El nuevo reformismo: que todo cambie para que todo siga igual
Junto a los amables aspavientos obreristas de parte de los protagonistas del debate, pudo verse por otro lado una grandilocuente manifestación de otra de las tendencias más prominentes en el seno de la izquierda en los últimos años. Es el ala reformista y socialdemócrata, revestido de un nuevo progresismo chick, a veces verde ecologist, a veces púrpura populist, que ve en los movimientos sociales únicamente un agente pasivo a internalizar en el aparato del Estado, quienes, como sus antecesores del siglo pasado, han reducido toda política posible a los estrechos límites de la institucionalidad, a la gestión de lo ya dado.

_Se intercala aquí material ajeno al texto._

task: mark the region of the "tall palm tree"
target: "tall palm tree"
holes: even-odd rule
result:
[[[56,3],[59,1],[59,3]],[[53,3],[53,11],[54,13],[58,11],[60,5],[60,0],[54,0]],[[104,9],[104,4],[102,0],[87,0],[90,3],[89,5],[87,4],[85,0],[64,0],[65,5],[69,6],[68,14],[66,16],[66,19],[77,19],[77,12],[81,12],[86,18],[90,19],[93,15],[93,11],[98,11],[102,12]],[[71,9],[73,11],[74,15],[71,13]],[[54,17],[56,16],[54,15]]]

Uno de los puntos estelares de la autodenominada ala progresista fue el enfado porque “que la socialdemocracia y nuestros Estados de bienestar ya no son lo que eran es tan evidente como ver que llueve”. No le quitamos razón en lo evidente del asunto, pero sí estaría bien interrogarse sobre la responsabilidad y el papel histórico que cada posición ha tenido para llegar hasta aquí. Porque, ¿cuál ha sido la responsabilidad histórica de la socialdemocracia para llegar a la situación a la que estamos? ¿En qué se diferencia el nuevo populismo de izquierdas, que ahora parece virar identitariamente hacia la izquierda tras una época de significantes flotantes en sus discurso, respecto a su progenitor, con el que tan satisfactoriamente llevan colaborando desde el primer momento? Y es que no sabemos si tendría sentido preguntarles qué es aquello a lo que parecen querer retornar y si acaso sería esto posible y deseable para las mayorías trabajadoras, pero habría estado bien, al menos, que esta corriente, de grandes nombres y rico capital social, explicase de una vez por todas cómo pretenden hacerlo, sin vacuidades discursivas y programáticas, ya que su entrada a formar parte del tablero y su colaboracionismo no parecen estar siendo del todo útiles para dicha tarea.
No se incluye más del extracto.